The use of chemical weapons has served a valuable purpose for the Assad regime. So far, after relentless shelling of the besieged enclave, thousands have left or been evacuated from Eastern Ghouta. The use of chemical weapons is a powerful psychological tool to flush out the rest, as well as sending a warning to other areas still under rebel control, such as Idlib, of what might – indeed, almost certainly will – happen.
Certainly, their use comes at a political cost but, as has been demonstrated so far, it is a cost that the regime is willing to pay.
The point of a deterrent is not that there is merely a price to be paid for the use of chemical weapons in war but that the price is so overwhelming that it makes them impossible to use. It is the overwhelming response that establishes and maintains the deterrent.
By contrast, if the price is, to continue the analogy of cost, merely expensive but manageable – as it has been so far for the Assad regime – then use of chemical weapons falls into the same category as any other military weapon, something that comes with costs and opportunities. Far from being a weapon of last resort, it instead becomes merely one more in the armoury.
That is precisely what happened last year with Khan Sheikhoun. The cost to the United States of a response was staggering. It spent an estimated $100 million for 50 Tomahawk missiles to explode in a broadly empty Syrian airbase – but the cost to the regime was manageable with the loss limited to perhaps two dozen fighter jets.
Remember that it has been five years – half a decade – since Bashar Al Assad first used chemical weapons against civilians and in that time, nothing approaching anything that could be described as overwhelming force has been used to exact a price.
Last September, the United Nations issued a report that claimed the regime had used chemical weapons on 20 separate occasions and perhaps as many as 25.
It seems clear that, for all the platitudes of the international community, when it comes to actually enforcing the red lines on chemical weapons, mere words are enough. Far from prohibiting the use of chemical weapons, the timid response has in fact normalised them.
How different from another chemical attack just a month ago. When a Russian-made military grade nerve agent was used against a former Russian spy and his daughter in a town in England, the response was coordinated and politically costly. More than 100 Russian diplomats were expelled from countries across Europe and the western world. The response sent a very clear and unambiguous message to Russia – that even such a small-scale attack like the one in Salisbury would not be tolerated and would carry significant costs.
Given that background and given how hard the UK has been pushing for a response to the Ghouta attack, it is possible that the US will act militarily.
But what it can do today to enforce genuine deterrence, rather than merely punish the regime, is very limited. What is needed now is an overwhelming response but the wider political situation, with Russia and Iran so deeply embedded and the US administration deeply hostile to foreign entanglements, mitigates against it.
The prohibition on the use of chemical weapons has stood for decades. It formed part of the framework of the international order, the idea that even war could be subject to rules, norms and laws and that some weapons were simply too deadly to be used.

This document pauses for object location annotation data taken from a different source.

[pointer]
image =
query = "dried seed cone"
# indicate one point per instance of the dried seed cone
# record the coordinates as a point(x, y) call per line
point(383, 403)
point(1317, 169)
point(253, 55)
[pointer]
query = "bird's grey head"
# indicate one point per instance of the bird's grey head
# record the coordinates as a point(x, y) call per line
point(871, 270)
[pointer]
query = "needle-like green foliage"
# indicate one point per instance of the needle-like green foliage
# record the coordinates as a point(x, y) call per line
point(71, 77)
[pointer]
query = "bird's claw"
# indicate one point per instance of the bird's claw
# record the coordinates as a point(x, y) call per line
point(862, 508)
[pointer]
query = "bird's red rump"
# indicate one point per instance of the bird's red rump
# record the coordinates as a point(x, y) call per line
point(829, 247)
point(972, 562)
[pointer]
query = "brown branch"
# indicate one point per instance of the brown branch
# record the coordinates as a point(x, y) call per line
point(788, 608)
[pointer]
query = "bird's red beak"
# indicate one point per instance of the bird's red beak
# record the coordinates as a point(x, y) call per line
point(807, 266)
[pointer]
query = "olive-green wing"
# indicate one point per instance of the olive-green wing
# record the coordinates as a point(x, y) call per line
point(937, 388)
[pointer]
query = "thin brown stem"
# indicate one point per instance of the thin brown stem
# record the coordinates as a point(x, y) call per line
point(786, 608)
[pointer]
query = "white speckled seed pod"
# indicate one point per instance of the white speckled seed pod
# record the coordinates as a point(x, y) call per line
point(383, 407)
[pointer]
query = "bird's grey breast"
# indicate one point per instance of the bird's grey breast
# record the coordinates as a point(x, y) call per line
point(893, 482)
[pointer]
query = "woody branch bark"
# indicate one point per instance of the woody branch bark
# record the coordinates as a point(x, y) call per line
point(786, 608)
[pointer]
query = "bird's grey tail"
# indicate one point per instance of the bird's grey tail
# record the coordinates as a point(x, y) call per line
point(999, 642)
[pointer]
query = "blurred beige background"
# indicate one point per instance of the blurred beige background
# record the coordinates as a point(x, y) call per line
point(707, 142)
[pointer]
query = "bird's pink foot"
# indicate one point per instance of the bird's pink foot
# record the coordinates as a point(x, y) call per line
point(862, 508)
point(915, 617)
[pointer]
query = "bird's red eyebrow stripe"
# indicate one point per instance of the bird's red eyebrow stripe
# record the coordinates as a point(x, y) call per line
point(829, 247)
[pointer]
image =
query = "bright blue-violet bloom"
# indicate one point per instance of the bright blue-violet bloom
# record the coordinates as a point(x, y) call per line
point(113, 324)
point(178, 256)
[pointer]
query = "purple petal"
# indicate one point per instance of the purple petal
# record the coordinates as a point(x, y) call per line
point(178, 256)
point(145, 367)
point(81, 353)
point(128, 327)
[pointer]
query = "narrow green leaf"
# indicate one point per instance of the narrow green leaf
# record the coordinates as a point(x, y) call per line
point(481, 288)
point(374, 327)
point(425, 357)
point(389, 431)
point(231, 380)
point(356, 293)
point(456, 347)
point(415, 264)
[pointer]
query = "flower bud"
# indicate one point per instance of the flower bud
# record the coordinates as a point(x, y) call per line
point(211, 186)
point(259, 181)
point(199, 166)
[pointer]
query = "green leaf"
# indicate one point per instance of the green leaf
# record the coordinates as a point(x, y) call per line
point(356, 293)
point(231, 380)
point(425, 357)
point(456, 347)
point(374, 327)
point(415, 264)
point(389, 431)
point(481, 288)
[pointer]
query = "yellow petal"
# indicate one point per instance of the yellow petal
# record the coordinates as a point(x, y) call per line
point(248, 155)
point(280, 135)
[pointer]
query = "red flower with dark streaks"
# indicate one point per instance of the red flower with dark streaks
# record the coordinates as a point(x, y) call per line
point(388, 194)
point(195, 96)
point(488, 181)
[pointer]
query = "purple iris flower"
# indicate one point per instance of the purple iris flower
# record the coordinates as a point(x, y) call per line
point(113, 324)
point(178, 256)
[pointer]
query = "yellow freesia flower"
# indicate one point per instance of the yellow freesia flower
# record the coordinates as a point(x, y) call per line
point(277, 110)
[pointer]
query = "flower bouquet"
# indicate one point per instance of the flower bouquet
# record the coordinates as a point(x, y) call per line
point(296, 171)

Today, that prohibition has been effectively overturned. In the long term, that might be one of the worst legacies of the Syrian war.
After the attack in Ghouta, a photograph of a Syrian doctor in a hospital in the city was widely shared on social media. He was holding up a sign that said: “Assad sees no red lines, only green lights”. The light may have changed briefly to amber but the message is the same: proceed, but with caution.